You know what this is like? It’s like the first televised presidential debate in 1960 and everyone looked at Nixon and was like, “Aw hell, that man ugly and sick,” and then they looked at Kennedy and went, “Aw hell, I wants to make sweet sweet love to him. Vote for Kennedy!” It’s like that. You know.
You put all these writers on the television and everyone is like, “Aw hell no, you ugly and sick looking, get off my youtube.”
Oh man.
Effectively, I must now stand up on the top of the world, arms wide open, shouting “WATCH ME! BE MY AUDIENCE! ONE DAY I WILL WRITE A BOOK AND YOU WILL BUY IT BECAUSE YOU WILL ALREADY LOVE ME!” They tell me this is what I must do. But I don’t want to. And for a moment there it seemed quite hopeless.
And then I remembered, there's You.
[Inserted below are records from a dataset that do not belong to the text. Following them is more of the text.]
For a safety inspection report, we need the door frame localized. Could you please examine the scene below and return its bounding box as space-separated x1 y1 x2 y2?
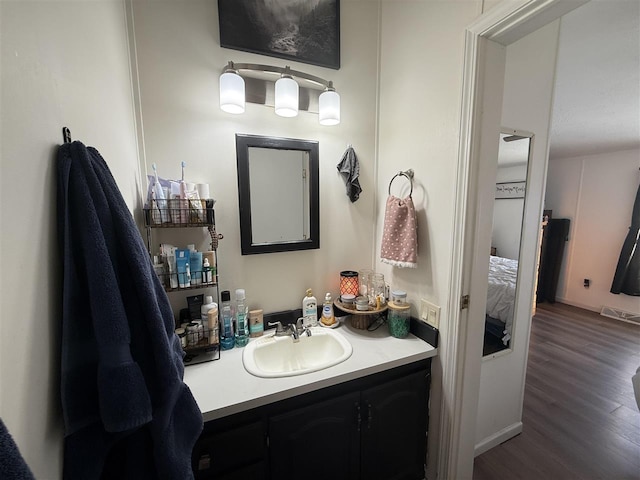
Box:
437 0 588 479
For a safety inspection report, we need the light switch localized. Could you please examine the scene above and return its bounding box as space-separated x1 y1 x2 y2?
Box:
420 298 440 328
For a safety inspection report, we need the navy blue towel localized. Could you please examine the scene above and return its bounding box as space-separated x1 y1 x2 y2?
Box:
57 141 203 480
0 418 35 480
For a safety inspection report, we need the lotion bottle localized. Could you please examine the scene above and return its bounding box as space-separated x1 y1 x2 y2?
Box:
302 288 318 327
320 292 336 327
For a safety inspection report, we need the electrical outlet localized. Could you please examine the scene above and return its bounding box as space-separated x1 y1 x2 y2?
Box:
420 298 440 328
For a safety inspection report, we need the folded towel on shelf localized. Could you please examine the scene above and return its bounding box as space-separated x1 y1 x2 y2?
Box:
380 195 418 268
0 418 34 480
337 145 362 203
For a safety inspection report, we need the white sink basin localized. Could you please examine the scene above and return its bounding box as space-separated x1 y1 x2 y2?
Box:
242 327 353 378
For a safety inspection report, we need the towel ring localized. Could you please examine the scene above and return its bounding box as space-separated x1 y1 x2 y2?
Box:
389 168 413 197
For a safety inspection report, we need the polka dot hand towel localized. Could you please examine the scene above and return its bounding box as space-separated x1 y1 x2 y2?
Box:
380 195 418 268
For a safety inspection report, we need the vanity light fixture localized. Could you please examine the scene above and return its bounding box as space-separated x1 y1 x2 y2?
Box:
220 62 245 114
220 62 340 125
275 67 300 117
318 82 340 125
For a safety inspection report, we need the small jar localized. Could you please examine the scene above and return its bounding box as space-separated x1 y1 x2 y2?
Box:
176 327 187 348
387 302 411 338
187 322 202 346
356 295 369 311
340 293 356 307
391 290 407 305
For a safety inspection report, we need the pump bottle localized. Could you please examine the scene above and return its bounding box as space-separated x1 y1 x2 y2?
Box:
302 288 318 327
220 290 235 350
236 288 249 347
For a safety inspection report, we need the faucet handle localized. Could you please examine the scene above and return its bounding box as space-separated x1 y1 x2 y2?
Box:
267 322 284 333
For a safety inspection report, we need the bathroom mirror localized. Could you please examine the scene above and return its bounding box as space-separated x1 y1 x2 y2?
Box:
483 129 533 356
236 134 320 255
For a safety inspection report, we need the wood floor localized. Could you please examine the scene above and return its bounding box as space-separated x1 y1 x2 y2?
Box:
473 303 640 480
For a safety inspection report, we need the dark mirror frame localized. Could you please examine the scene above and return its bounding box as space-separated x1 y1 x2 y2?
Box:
236 134 320 255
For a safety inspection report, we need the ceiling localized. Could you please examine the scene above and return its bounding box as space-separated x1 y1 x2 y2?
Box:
549 0 640 160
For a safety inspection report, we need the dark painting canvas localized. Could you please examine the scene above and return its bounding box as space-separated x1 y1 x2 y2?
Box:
218 0 340 69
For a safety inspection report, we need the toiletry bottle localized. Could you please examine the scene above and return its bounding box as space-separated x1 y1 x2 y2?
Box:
249 309 264 338
207 307 219 345
202 258 213 283
320 292 336 326
236 288 249 347
220 290 235 350
200 295 218 325
302 288 318 327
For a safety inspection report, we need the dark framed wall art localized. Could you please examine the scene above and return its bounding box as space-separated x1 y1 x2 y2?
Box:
218 0 340 70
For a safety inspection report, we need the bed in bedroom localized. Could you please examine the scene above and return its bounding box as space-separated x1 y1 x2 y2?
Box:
485 256 518 346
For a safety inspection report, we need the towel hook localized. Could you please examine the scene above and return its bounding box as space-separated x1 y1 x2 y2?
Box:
62 127 71 143
389 168 413 197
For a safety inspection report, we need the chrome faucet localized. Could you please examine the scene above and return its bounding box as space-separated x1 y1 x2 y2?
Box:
289 322 300 343
268 318 311 343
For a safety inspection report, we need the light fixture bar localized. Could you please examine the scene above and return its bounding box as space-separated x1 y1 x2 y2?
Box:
220 61 340 125
224 61 333 90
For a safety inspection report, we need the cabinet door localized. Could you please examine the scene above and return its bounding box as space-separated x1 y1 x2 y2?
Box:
361 372 428 480
269 393 360 480
192 422 266 480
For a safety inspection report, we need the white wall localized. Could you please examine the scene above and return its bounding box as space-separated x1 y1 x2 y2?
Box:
133 0 379 312
0 1 138 480
491 164 527 260
374 0 481 478
476 20 559 454
545 149 640 313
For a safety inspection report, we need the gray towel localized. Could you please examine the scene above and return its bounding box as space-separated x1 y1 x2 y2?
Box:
337 145 362 203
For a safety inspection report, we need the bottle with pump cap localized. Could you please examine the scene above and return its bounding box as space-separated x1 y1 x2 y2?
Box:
202 258 213 283
236 288 249 347
302 288 318 327
200 295 218 344
220 290 235 350
320 292 336 327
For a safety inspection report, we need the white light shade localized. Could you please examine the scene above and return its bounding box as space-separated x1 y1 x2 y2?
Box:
318 90 340 125
220 72 244 113
275 77 298 117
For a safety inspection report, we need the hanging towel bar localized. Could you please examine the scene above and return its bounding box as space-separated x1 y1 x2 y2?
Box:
389 168 413 196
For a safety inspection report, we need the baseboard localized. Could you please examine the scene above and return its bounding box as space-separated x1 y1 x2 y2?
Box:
556 297 600 313
474 422 522 457
556 297 640 325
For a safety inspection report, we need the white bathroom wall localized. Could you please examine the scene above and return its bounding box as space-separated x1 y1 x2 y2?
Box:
374 0 481 478
0 0 139 480
545 149 640 313
491 165 527 260
133 0 379 312
476 20 559 455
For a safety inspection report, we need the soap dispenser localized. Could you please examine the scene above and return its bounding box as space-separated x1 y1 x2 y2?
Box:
302 288 318 327
320 292 336 327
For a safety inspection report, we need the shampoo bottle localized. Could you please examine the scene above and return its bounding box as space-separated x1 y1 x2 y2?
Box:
220 290 235 350
302 288 318 327
236 288 249 347
320 292 336 327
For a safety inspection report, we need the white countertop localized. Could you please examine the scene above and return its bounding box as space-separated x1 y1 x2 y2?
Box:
184 321 438 422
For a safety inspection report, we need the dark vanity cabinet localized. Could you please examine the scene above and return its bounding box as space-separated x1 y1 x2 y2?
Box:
269 392 361 480
193 359 430 480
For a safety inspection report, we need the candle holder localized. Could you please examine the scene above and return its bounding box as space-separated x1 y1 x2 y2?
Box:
340 270 359 297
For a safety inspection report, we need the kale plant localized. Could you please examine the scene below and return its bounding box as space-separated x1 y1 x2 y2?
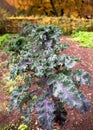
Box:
9 23 91 130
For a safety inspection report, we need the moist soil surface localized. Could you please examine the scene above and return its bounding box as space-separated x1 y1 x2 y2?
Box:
0 36 93 130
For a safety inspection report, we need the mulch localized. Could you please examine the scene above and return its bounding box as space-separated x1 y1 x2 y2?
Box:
0 36 93 130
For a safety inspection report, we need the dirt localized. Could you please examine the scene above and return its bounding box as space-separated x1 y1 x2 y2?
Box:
0 36 93 130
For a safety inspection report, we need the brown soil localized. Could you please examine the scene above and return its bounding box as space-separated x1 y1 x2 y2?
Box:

There's all of YOU who, for whatever reason, stumbled on to this post and took a few minutes and read it. You read it. You actually read it. (Or most of it.) That means that we're not writing to The Void. I'm not writing to The Void. I'm writing to all of You. I’m writing to Readers.
At times I panic and I forget that a compelling reason I write stories is because I want to give gifts; I want to convey love and joy and pain. I want to give us all something that we can rally around and cry over and shout out, "This is what it means to be human!" And, you know, laughter. I like to give people the gift of laughter. And, you know, just make up stuff. Cause it's fun.
I'm not writing for the Universe. I'm not writing for The Void. I am writing for You.
I am writing because Stories.
“After nourishment, shelter and companionship, stories are the thing we need most in the world.” ― Philip Pullman
My husband is concerned about my emotional stability. That’s perfect for a writer. That’s gold. It’s gonna be a good show.